«Ich lebe, und ihr seid alle Zeugen, dass ich am Leben bin.» So begann der israelische Premier Benjamin Netanjahu seine Medienkonferenz am Donnerstagabend. Es ist eine Anspielung auf die vielen Fake-Videos, die auf den sozialen Medien kursieren, und in denen behauptet wird, Netanjahu sei tot.
Zwei Kriegsziele schon einmal erreicht
Auf Hebräisch und Englisch nannte er dann, kurz und knapp, seine drei Kriegsziele. Erstens: die nukleare Bedrohung eliminieren, die vom Iran ausgehe. Zweitens: das iranische Raketenarsenal zerstören.
Beide Ziele müssten jetzt erreicht werden, bevor das Regime seine Waffenproduktion tief unter die Erde verlege, wo sie keine Luftwaffe erreichen könne. Und drittens: die Bedingungen schaffen, unter denen das iranische Volk seine Freiheit erlangen und sein Schicksal selbst bestimmen könne.
Die ersten beiden Kriegsziele – Irans Atomwaffenprogramm und seine Raketenproduktion zu zerstören – hatte Netanjahu allerdings schon vergangenen Juni im 12-Tage-Krieg gegen den Iran erreicht. So behauptete der Premier jedenfalls: Er sprach damals von einem historischen Sieg, der noch über Generationen wirken werde.
Netanjahu kritisiert «träge Demokratien»
Der Sieg hielt offenbar nur acht Monate. Aber von solchen Widersprüchen lässt sich Netanjahu nicht beirren. Er sieht sich – als Alliierter der USA – weiterhin in historischer Mission zur Befreiung der Welt von einem Terrorregime, wie damals die Alliierten gegen Hitler im Zweiten Weltkrieg.
Im Kampf gegen Barbaren stehen Bedenken bezüglich Moral und Gerechtigkeit nicht immer an erster Stelle.

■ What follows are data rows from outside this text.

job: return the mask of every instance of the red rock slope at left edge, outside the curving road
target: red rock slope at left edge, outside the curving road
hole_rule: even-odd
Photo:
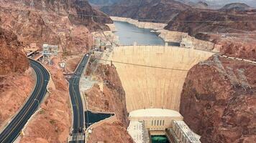
[[[0,28],[0,128],[19,110],[35,86],[35,75],[17,36]]]

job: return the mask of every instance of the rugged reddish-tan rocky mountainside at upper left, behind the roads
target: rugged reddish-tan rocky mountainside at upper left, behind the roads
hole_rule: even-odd
[[[24,46],[47,43],[64,52],[86,51],[92,44],[89,32],[109,29],[104,22],[111,22],[87,1],[45,1],[44,9],[42,1],[35,1],[35,8],[25,4],[1,1],[0,11],[1,27],[14,31]]]

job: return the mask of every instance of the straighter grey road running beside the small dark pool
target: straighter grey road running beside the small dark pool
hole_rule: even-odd
[[[70,134],[70,143],[75,142],[84,142],[84,112],[83,112],[83,102],[81,99],[81,94],[79,90],[79,81],[83,71],[86,69],[86,64],[88,63],[88,59],[90,59],[90,54],[85,54],[80,64],[73,74],[72,77],[68,80],[69,82],[69,94],[72,102],[73,109],[73,131]]]

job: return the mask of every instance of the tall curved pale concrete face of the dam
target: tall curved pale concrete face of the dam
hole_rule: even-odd
[[[126,92],[128,112],[145,108],[179,111],[188,70],[213,54],[178,46],[119,46],[109,60]]]

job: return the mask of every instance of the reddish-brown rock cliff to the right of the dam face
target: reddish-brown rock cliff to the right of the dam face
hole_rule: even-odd
[[[214,55],[188,72],[180,113],[201,142],[255,141],[255,71],[253,64]]]

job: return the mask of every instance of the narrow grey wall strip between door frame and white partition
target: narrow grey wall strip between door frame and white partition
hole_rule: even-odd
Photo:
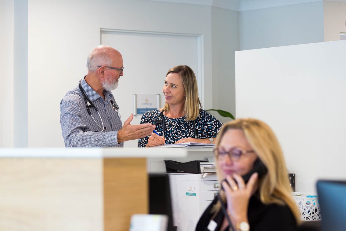
[[[211,7],[213,108],[226,110],[234,116],[235,51],[239,51],[238,19],[237,11]],[[230,120],[219,116],[217,112],[211,113],[221,122]]]

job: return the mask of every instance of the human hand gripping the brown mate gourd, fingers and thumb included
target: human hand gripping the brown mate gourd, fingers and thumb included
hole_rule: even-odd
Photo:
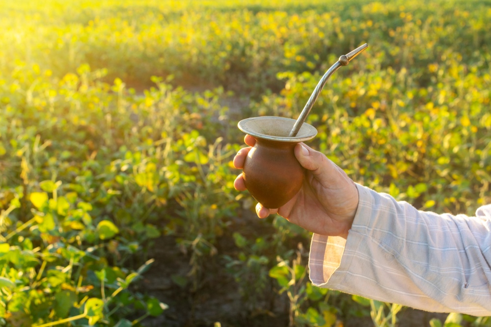
[[[244,142],[249,146],[237,152],[234,167],[244,168],[244,162],[256,140],[246,135]],[[290,222],[317,234],[348,237],[358,208],[358,190],[355,182],[336,166],[326,155],[315,151],[304,143],[295,147],[295,156],[306,169],[300,191],[280,208],[266,208],[256,205],[259,218],[278,213]],[[243,175],[234,182],[236,190],[245,191]]]

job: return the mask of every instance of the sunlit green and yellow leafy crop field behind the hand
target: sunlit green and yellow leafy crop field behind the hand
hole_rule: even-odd
[[[0,326],[490,326],[319,289],[237,122],[418,209],[491,202],[491,1],[0,0]]]

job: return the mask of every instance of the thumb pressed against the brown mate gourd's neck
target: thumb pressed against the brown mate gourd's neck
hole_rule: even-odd
[[[315,151],[304,143],[295,146],[295,156],[300,165],[321,182],[329,182],[337,173],[336,165],[324,153]]]

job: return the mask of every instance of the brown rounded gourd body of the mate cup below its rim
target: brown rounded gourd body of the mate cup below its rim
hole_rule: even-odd
[[[290,201],[303,183],[304,170],[295,157],[296,143],[256,139],[244,163],[247,190],[267,208]]]

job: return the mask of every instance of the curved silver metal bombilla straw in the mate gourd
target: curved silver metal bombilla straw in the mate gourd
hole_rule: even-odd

Netanjahu geisselte die trägen Demokratien, welche erst reagierten, wenn es zu spät sei: Er und US-Präsident Trump hingegen handelten und stellten sich entschlossen der iranischen Gefahr entgegen. Im Kampf gegen Barbaren, so Netanjahu, stünden Bedenken bezüglich Moral und Gerechtigkeit nicht immer an erster Stelle.
Gut-Sein wie Jesus Christus sei kein Vorteil im Kampf gegen einen Dschingis Khan, zitierte Netanjahu einen seiner Lieblingsschriftsteller. Wer am ruchlosesten vorgehe, besiege leider das Gute. Das lasse Demokratien keine Wahl. Sie müssten mächtiger sein als die Barbaren, oder in Kauf nehmen, dass die Barbaren unsere demokratischen Gesellschaften zerstörten.
Nicht mehr ohne Absprache angreifen
Fragt sich, wie weit der israelische Premier gehen will und kann, ohne selbst zur unkontrollierbaren Gefahr zu werden. Für US-Präsident Trump überschritt Netanjahu eine rote Linie, als dieser das iranische South-Pars Gasfeld angriff, die grössten Gasvorkommen der Welt, und damit eine neue Eskalationsstufe zündete.
Israel habe das Gasfeld von sich aus, ohne die USA, angegriffen, und Präsident Trump habe gesagt: fertig mit solchen Angriffen. Israel werde sich daher zurückhalten, sagte Premier Netanjahu.